現在の法律の解説は特定商取引法ガイドに詳しく載っています(公式サイトより)

「全面禁止」論VS「部分規制」論

 これまた当時の新聞を引っ張り出してくると「マルチ商法全面禁止」という声は当時もあったようです。しかし、全面禁止法案の成立は断念されました。そこには、当時流行し始めた「フランチャイズ制度」と法令文上の書き分けが難しいなどの技術的な理由があると説明されていました。

 そこで現在の「営業の形態をある程度緩やかに決めておき、悪い行為を取り締まる」方式が採用されました。78年の国会の委員会議事録を読んでも「全面禁止すべき」という意見と、「悪いマルチだけを取り締まるべき」という2つの意見は強く対立している様子がうかがえます。

 法律の条文で定義するのが難しいマルチ商法。76年の法律制定後一時はトラブルが減少するものの、80年代には法律の規制を逃れた「マルチまがい商法」が登場します。マルチまがい商法で被害を出した会社は、当時大ニュースになった豊田商事の子会社。再び社会問題となり、法律が改正されます。

 このように生まれた「マルチまがい商法」という言葉、これは「合法ドラッグ」のように「合法だからって良いということではない」というニュアンスで使われていました。
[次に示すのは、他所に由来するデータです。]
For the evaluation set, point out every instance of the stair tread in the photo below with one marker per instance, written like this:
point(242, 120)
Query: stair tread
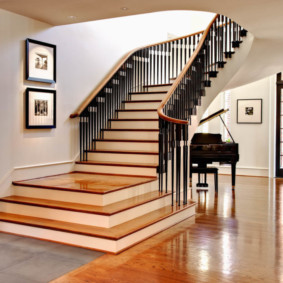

もちろん、このマルチまがい商法は勧誘方法に問題があったことは言うまでもありません。

消費者問題を学ぶと必ず出てくる豊田商事事件(消費者庁より)

 現在でも、マルチ商法は「組織に参加した会員全てが利益を上げ続けるためには、組織が無限に拡大し続けなければならない仕組み。従って必ず破綻する組織であるのにもかかわらず、あたかも無限に誰もがもうかっていくかのような説明がされることが多い」と問題性を指摘する法律家がいる一方、「特定商取引法の連鎖販売取引は、マルチ商法そのものを違法として禁止しているわけではないのだから、法律を守っていれば違法ではない」という主張もあり、意見は対立しています。


 土地の歴史をたどることで、過去にそこに生きていた人々の生活が分かるように、法律の歴史をたどることで、過去に生きた人々の生活や社会が見えてきます。今、現在のルールがどうしてできたのかを調べて理解することで、無用なトラブルに見舞われる可能性を少しでも下げることができるでしょう。